Lava Jato investiga dono de jato que matou Eduardo Campos

PF vai ouvir João Carlos Lyra, que assumiu compra de aeronave que era usada por candidato à Presidência pelo PSB, como agiota apontado por Youssef em esquema de propina

Redação

26 de março de 2015 | 03h00

Por Ricardo Brandt, Beatriz Bulla, Julia Affonso e Fausto Macedo

A Procuradoria-Geral da República determinou, em um dos inquéritos da Operação Lava Jato, que a Polícia Federal investigue as relações políticas e a suposta prática de agiotagem por parte de João Carlos Lyra Pessoa de Mello Filho – um dos três empresários de Pernambuco que compraram o jato Cessna, que em agosto de 2014 caiu e matou o candidato à Presidência Eduardo Campos (PSB).

A PGR suspeita que João Carlos Lyra seja o dono da Câmara & Vasconcelos, uma das empresas que pagaram pela aeronave, vendida por R$ 1,7 milhão.

João Carlos Lyra, que passou a ser investigado pela Lava Jato / Reprodução

João Carlos Lyra, que passou a ser investigado pela Lava Jato / Reprodução

Desde o ano passado, a PF investigava se os três empresários de Pernambuco eram “laranjas” usados para ocultar a compra do jato – que foi testado por Campos, dias antes de sua aquisição.

O PSB e a família Campos negam irregularidades. No ano passado, Lyra divulgou nota afirmando que comprou o avião e locou para a campanha de Campos. Algumas empresas, entre elas a Câmara & Vasconcelos, teriam emprestado os valores da compra.

Descoberta. O nome da empresa já havia aparecido na Lava Jato no final do ano passado, como beneficiária da lavanderia do doleiro Alberto Youssef. Foi identificado depósito de R$ 100 mil em janeiro de 2011. O que não se sabia era que João Carlos Lyra seria o dono da Câmara & Vasconcelos.

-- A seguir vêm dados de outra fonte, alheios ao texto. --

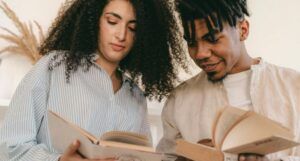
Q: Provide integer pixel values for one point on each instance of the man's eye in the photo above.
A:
(212, 39)
(132, 29)
(111, 22)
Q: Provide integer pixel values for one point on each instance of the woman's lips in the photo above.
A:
(117, 47)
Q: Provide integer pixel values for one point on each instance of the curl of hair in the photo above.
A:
(151, 61)
(215, 13)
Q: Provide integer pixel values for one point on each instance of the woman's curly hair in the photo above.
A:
(153, 60)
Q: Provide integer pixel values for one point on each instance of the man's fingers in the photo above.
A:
(72, 148)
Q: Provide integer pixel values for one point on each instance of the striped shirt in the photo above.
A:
(88, 101)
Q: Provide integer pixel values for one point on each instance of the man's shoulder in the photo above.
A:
(192, 82)
(281, 71)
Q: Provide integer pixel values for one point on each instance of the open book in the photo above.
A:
(111, 144)
(237, 131)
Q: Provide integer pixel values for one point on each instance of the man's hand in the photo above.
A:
(252, 157)
(71, 154)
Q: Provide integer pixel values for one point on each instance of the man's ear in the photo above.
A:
(244, 29)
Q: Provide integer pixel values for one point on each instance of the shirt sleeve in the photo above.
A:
(145, 129)
(18, 135)
(170, 132)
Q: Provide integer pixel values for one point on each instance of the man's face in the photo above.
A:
(222, 55)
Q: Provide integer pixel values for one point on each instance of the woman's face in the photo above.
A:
(117, 30)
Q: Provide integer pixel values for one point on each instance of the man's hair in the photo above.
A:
(214, 12)
(151, 60)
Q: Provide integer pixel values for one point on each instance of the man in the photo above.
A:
(215, 32)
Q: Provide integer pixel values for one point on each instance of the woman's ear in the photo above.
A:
(244, 29)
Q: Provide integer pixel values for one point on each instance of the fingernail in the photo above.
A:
(242, 158)
(74, 142)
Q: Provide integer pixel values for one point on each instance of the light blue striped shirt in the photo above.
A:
(88, 100)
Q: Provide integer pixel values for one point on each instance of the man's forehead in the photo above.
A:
(202, 26)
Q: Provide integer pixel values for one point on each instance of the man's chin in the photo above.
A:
(214, 78)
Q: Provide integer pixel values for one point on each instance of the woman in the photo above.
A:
(95, 55)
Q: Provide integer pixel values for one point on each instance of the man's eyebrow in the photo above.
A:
(119, 17)
(211, 33)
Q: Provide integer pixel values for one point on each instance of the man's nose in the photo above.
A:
(202, 52)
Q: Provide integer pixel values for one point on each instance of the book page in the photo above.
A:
(264, 146)
(101, 152)
(63, 133)
(228, 118)
(252, 129)
(197, 152)
(126, 137)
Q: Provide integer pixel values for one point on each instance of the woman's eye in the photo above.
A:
(111, 22)
(132, 29)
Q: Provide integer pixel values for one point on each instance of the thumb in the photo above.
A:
(72, 148)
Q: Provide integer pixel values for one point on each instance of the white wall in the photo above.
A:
(13, 67)
(274, 36)
(275, 31)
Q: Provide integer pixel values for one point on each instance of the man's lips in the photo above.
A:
(209, 67)
(117, 47)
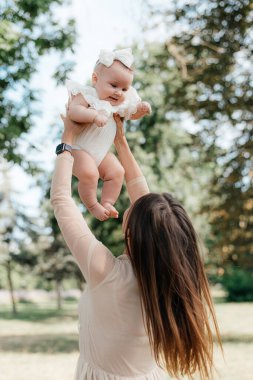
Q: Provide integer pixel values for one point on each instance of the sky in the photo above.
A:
(100, 25)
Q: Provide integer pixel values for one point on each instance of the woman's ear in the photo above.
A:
(94, 78)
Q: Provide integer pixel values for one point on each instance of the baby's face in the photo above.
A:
(112, 82)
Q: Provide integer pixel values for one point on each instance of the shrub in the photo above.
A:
(238, 284)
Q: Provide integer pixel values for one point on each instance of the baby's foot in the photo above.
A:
(99, 212)
(113, 212)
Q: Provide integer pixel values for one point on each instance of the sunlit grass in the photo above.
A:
(41, 342)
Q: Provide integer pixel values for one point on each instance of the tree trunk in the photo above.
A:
(11, 288)
(58, 294)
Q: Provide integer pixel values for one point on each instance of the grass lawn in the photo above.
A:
(42, 343)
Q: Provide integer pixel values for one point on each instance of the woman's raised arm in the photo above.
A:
(93, 258)
(135, 180)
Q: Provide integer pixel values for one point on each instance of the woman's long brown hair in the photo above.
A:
(176, 303)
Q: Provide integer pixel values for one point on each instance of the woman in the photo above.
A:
(145, 313)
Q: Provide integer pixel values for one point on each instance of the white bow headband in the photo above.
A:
(125, 56)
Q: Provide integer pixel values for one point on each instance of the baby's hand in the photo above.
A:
(144, 108)
(101, 119)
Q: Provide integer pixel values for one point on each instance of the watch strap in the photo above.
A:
(62, 148)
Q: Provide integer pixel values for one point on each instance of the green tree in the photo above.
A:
(209, 46)
(28, 30)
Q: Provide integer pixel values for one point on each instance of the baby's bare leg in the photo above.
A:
(112, 173)
(86, 171)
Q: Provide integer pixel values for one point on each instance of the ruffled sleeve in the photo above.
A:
(90, 95)
(129, 106)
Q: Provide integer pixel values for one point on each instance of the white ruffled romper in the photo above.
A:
(98, 140)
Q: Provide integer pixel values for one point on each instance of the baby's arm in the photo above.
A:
(143, 109)
(79, 111)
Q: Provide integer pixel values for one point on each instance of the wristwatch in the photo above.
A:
(62, 147)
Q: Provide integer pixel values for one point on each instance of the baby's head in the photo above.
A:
(113, 75)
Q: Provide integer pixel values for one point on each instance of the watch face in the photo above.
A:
(62, 147)
(59, 149)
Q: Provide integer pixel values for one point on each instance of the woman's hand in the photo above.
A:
(120, 133)
(71, 130)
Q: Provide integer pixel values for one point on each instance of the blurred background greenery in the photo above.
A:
(193, 64)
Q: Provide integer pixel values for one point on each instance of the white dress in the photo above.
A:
(97, 140)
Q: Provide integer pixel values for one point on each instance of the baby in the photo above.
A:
(111, 93)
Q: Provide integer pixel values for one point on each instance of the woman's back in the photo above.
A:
(113, 340)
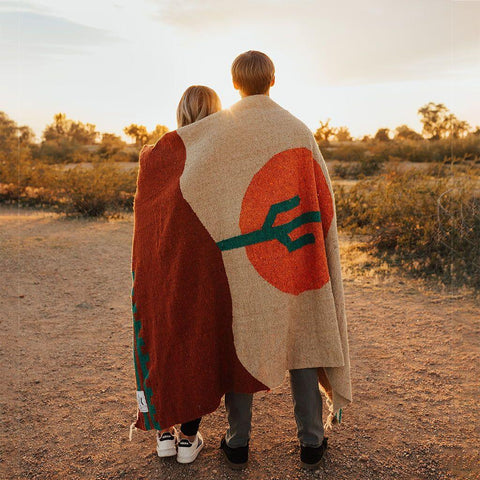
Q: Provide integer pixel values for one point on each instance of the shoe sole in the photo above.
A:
(166, 453)
(234, 466)
(314, 466)
(191, 458)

As suspeitas surgiram após Youssef afirmar, em delação premiada, em fevereiro, que o depósito para a Câmara & Vasconcelos referia-se a pagamento de dívida de campanha do senador Benedito de Lira (PP-AL), de 2010.

“Seria (a Câmara & Vasconcelos) uma empresa de Pernambuco. Eu sei que era para um agiota que ele (senador) estava devendo dinheiro que ele havia pego para terminar a campanha. Ele me falou que esse agiota era de Recife”, contou Youssef.

Na petição em que o procurador-geral da República, Rodrigo Janot, determinou abertura de inquérito contra o senador e seu filho, o deputado Arthur de Lira (PP-AL), foi pedida a oitiva de Lyra e o aprofundamento das investigações sobre a Câmara & Vasconcelos. A PGR quer que o empresário “esclareça as transferências mencionadas e a relação com os parlamentares” e se a empresa era utilizada por ele “para atividades de agiotagem”.

O senador nega recebimento de propina e irregularidades na campanha. João Carlos Lyra não foi encontrado.